Coercions are not expressions, and coercion variables are not Ids.
Right now, GHC Core doesn't obey the substitution lemma. Specifically, given a :: TYPE (TupleRep '[])
in scope, \ (x :: a). x
is a fine expression. However, if we substitute [a |-> Int ~# Int]
(which is well-kinded), then that expression will not pass Core Lint.
The problem is that we need to keep coercions (always of type ty1 ~#r ty2
for some types ty1
and ty2
and role r
) separate from expressions. This is sometimes done today by looking at types: things that have a coercion type are generally assumed to be coercions, and things without coercion types are not. The problem is that this notion doesn't obey the substitution lemma. A great example is mkLocalIdOrCoVar
, which either makes a regular variable (an Id
) or a CoVar
depending on the type.
Another example is in the definition of ~
, which looks kind of like this:
class (a ~# b) => (a ~ b)
instance (a ~# b) => (a ~ b)
I say "kind of like" because we cannot have an unlifted superclass. But it's a good model. That class definition would get compiled into this datatype definition:
data D~ :: forall k. k -> k -> Constraint where
MkD~ :: forall k (a :: k) (b :: k). { eq_sel :: a ~# b } -> D~ a b
Notice that this is a record with a record selector. (This is how all classes are compiled.) But now we have a problem, because eq_sel
actually has a definition:
eq_sel :: D~ a b -> a ~# b
eq_sel (MkD~ co) = co
This is a function that returns a coercion. But that's not possible in the theory: there is simply no evaluation allowed in coercions. Why do we have this at all? Because when the solver has a Given equality, it needs to get its evidence from somewhere. Specifically, if the solver has g1 :: a ~ b
as a Given, it will look at ~
's superclass and extract a Given a ~# b
. That Given is given a name, say co1
, and it needs a definition. This will be co1 = eq_sel g1
. This binding is tracked in the Bag EvBind
carried around in the solver. In the desugarer, it becomes let co1 = eq_sel g1
. Well -- almost. Because co1
's type is unlifted, we hit the let/app invariant and use a case
binding. This is good, because it means the eq_sel g1
will be sure to be evaluated. All will be OK.

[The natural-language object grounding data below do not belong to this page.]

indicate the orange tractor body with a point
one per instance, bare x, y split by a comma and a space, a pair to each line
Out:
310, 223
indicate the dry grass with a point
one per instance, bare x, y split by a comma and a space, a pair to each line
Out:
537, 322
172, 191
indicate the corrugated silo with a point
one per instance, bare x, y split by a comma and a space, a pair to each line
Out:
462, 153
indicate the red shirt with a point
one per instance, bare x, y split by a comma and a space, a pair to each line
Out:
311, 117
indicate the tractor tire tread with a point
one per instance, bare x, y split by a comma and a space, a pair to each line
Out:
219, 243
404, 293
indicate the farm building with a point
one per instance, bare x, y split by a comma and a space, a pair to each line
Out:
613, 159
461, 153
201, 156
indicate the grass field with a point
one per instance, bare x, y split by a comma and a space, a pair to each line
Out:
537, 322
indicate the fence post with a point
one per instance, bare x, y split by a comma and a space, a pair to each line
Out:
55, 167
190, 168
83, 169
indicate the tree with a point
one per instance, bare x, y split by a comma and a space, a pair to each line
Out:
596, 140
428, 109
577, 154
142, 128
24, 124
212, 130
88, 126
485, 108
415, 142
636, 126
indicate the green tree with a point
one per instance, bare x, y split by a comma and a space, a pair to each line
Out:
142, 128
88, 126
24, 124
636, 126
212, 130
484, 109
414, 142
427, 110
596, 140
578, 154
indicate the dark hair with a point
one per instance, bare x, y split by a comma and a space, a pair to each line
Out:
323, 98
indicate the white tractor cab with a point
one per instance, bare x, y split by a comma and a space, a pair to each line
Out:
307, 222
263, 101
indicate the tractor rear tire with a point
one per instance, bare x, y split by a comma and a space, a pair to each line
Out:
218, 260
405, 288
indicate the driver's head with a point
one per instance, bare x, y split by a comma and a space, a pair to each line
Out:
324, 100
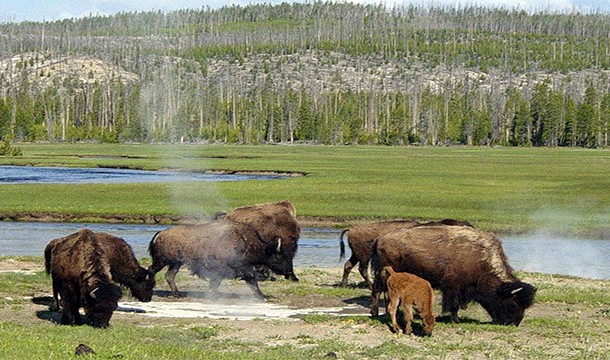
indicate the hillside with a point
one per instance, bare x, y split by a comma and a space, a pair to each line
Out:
320, 72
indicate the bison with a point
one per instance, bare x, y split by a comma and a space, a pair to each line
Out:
466, 264
124, 266
361, 240
274, 222
409, 290
81, 275
217, 250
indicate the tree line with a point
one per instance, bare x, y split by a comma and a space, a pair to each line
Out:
316, 72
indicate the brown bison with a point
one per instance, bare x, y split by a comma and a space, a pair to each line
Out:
466, 264
124, 266
81, 275
217, 250
361, 240
274, 222
409, 290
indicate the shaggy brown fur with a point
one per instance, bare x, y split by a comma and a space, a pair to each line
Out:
216, 250
81, 275
409, 290
124, 267
466, 264
273, 222
361, 240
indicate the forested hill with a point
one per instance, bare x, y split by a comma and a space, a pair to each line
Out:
317, 72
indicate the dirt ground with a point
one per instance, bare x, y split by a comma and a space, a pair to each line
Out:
279, 321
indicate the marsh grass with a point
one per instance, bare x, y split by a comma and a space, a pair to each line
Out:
506, 189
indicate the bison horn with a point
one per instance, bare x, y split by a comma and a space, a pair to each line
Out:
516, 290
92, 293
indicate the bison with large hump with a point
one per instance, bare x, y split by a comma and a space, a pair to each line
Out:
81, 275
221, 249
276, 223
466, 264
361, 240
124, 267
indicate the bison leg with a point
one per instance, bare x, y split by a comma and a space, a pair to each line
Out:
364, 271
451, 302
375, 294
170, 276
347, 268
392, 307
70, 302
55, 303
407, 310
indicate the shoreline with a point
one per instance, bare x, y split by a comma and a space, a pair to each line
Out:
327, 222
46, 217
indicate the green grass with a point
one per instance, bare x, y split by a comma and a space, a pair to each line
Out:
504, 189
552, 328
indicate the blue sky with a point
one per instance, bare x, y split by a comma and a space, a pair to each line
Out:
39, 10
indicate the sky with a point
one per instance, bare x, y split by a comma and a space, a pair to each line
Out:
51, 10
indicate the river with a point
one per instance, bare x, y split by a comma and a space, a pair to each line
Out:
320, 247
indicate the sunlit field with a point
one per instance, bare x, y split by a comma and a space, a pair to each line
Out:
500, 189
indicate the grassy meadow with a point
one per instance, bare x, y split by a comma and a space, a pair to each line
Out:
499, 189
570, 320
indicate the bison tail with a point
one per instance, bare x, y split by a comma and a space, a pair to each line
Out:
47, 259
151, 245
378, 283
342, 245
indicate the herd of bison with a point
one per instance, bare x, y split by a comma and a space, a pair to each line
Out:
407, 258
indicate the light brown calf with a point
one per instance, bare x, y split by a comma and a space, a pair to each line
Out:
409, 290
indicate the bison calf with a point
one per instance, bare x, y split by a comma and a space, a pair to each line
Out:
409, 290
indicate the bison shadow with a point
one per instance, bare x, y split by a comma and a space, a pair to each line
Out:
204, 295
364, 301
48, 315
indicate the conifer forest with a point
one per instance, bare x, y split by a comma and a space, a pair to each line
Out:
315, 72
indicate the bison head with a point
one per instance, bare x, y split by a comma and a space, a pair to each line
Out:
279, 258
101, 303
142, 287
507, 306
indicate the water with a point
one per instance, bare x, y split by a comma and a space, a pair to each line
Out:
320, 247
63, 175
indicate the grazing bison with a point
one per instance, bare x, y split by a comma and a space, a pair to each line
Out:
81, 275
466, 264
124, 266
361, 240
274, 222
409, 290
217, 250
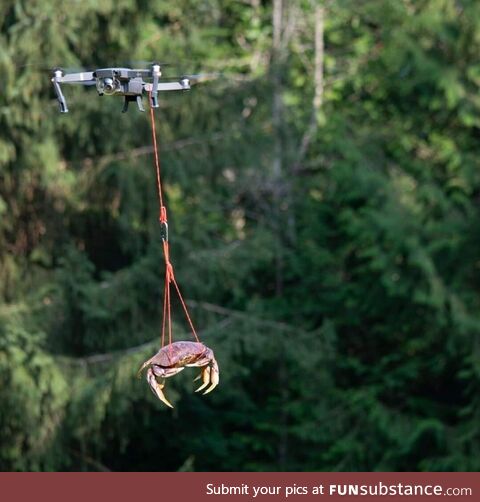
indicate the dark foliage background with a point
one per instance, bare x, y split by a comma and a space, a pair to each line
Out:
324, 207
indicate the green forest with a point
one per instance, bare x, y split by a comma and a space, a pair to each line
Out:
323, 185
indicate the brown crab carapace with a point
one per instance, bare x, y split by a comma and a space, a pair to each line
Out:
175, 357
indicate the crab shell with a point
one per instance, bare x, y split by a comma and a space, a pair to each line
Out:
173, 358
179, 354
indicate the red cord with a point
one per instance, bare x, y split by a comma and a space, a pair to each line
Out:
169, 275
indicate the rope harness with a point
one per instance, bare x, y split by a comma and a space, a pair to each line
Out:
169, 274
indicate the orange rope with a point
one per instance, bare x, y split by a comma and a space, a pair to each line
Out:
169, 275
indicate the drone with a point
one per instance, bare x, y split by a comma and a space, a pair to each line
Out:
126, 82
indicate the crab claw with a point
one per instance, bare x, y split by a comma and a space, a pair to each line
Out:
157, 388
214, 377
205, 375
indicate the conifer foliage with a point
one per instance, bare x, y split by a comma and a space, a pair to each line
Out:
323, 190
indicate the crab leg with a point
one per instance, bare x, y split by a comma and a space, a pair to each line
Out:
157, 388
205, 375
214, 375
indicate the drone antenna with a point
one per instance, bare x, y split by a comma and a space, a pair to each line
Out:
57, 75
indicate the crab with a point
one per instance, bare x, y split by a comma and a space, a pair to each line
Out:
175, 357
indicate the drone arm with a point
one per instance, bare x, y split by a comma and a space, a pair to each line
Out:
85, 78
170, 86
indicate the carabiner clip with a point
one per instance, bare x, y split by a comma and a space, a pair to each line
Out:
164, 231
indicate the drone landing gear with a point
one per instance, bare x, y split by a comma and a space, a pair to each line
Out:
129, 99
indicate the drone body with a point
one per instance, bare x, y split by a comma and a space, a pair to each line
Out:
127, 82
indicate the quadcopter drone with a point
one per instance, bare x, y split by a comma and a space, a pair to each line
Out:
126, 82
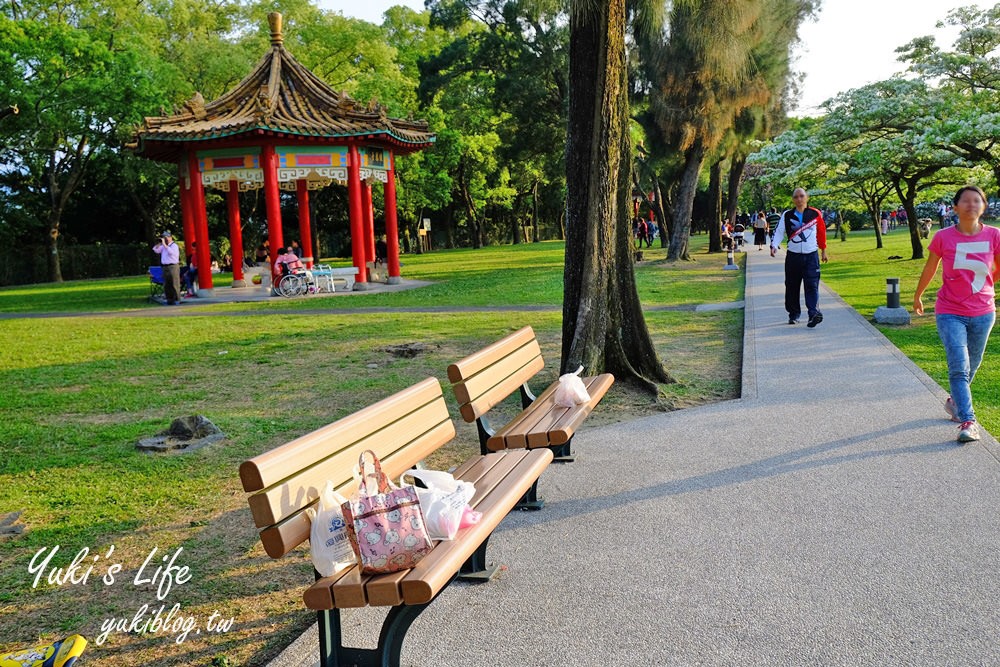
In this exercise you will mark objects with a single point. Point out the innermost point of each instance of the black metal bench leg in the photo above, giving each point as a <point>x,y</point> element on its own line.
<point>475,569</point>
<point>333,653</point>
<point>563,453</point>
<point>485,433</point>
<point>530,501</point>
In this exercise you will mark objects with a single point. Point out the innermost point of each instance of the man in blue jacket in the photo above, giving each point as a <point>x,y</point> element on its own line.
<point>805,230</point>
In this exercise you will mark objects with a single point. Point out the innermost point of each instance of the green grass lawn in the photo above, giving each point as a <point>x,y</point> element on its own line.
<point>84,387</point>
<point>857,271</point>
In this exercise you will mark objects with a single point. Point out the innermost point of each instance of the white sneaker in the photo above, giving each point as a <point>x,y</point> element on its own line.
<point>949,407</point>
<point>968,432</point>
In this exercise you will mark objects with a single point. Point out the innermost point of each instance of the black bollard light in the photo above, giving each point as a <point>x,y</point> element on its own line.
<point>730,264</point>
<point>892,292</point>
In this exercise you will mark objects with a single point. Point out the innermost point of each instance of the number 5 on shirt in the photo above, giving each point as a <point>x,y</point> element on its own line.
<point>979,268</point>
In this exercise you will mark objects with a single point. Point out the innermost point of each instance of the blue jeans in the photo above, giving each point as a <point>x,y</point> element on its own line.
<point>964,341</point>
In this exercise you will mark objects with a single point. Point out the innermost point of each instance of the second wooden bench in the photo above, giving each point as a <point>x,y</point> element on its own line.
<point>484,379</point>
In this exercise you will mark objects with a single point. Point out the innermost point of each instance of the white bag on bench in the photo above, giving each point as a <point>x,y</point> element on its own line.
<point>571,391</point>
<point>443,501</point>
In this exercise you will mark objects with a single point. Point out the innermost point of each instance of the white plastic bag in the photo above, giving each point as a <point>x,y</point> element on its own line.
<point>571,391</point>
<point>443,502</point>
<point>328,540</point>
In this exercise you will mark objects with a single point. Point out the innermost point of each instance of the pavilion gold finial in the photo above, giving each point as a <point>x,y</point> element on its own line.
<point>274,20</point>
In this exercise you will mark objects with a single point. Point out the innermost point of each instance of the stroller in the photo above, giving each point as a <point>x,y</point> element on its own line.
<point>738,237</point>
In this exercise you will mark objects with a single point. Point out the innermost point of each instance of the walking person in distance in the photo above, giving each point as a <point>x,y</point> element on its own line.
<point>169,259</point>
<point>965,310</point>
<point>805,230</point>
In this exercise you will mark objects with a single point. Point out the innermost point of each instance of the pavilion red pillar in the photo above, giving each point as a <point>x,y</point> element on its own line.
<point>187,215</point>
<point>305,228</point>
<point>272,201</point>
<point>235,233</point>
<point>354,207</point>
<point>369,218</point>
<point>200,226</point>
<point>392,224</point>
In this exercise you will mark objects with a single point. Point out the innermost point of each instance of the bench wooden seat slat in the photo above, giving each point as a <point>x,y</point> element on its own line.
<point>495,497</point>
<point>488,356</point>
<point>499,482</point>
<point>272,467</point>
<point>519,363</point>
<point>497,392</point>
<point>544,423</point>
<point>301,490</point>
<point>402,429</point>
<point>514,434</point>
<point>487,377</point>
<point>561,429</point>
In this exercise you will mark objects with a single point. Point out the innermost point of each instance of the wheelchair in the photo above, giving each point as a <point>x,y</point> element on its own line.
<point>294,283</point>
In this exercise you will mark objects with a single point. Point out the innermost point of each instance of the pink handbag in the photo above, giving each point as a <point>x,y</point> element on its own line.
<point>384,522</point>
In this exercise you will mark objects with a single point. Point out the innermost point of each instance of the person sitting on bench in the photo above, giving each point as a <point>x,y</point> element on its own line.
<point>288,262</point>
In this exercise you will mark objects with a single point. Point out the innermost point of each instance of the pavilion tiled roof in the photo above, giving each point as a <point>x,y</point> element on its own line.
<point>280,97</point>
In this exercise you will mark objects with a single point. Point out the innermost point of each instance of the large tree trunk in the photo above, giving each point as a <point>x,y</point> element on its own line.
<point>534,212</point>
<point>679,240</point>
<point>603,324</point>
<point>715,207</point>
<point>72,165</point>
<point>475,227</point>
<point>909,198</point>
<point>735,176</point>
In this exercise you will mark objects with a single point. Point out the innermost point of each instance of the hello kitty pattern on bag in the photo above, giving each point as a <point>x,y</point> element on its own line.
<point>386,527</point>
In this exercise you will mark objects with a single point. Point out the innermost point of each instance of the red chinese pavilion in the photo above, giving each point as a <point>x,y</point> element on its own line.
<point>282,128</point>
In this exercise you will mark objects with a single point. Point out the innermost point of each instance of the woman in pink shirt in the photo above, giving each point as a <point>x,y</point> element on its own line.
<point>965,310</point>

Except in #17267 (closed), all is not OK: the binding for the coercion ends up in a recursive group, and then it's let-bound, unevaluated, and an agent of chaos. The fix for #17267 (closed) is about fixing the constraint solver not to do that, but it's frightening how far GHC got with a recursive binding for a coercion.
The bottom line here is that we must be better in keeping coercions and expressions separate. Specifically:
-
lintCoreExpr
aborts onType
. This is because all types should be arguments to functions; they are handled bylintCoreArgs
. The same should be true for coercions. -
CoVar
s should be born separately fromId
s. That is, removemkLocalIdOrCoVar
. -
Invent a new form of
EvTerm
that binds a coercion. This will not be alet
-binding. -
The desugarer must do SCC analysis to figure out how to desugar the evidence bindings. Currently, this analysis is done after desugaring. But now that we need to desugar equality bindings differently than other ones, it's better to do the SCC analysis first.
-
The desugarer should produce
FloatBind
s, notCoreBind
s as it does today. (FloatBind
allows forcase
bindings.) -
Knock-on effect:
DataCon
will have to be more scrupulous about keeping GADT equalities (which are unlifted) apart from other constraints. This means some work indataConTheta
anddataConSig
(the latter should just be removed, as it's essentially never used).
None of this is required, and I don't think we have a bug beyond #17267 (closed). But it's really a gaping hole in our type system, and it's a matter of good hygiene to sort it out.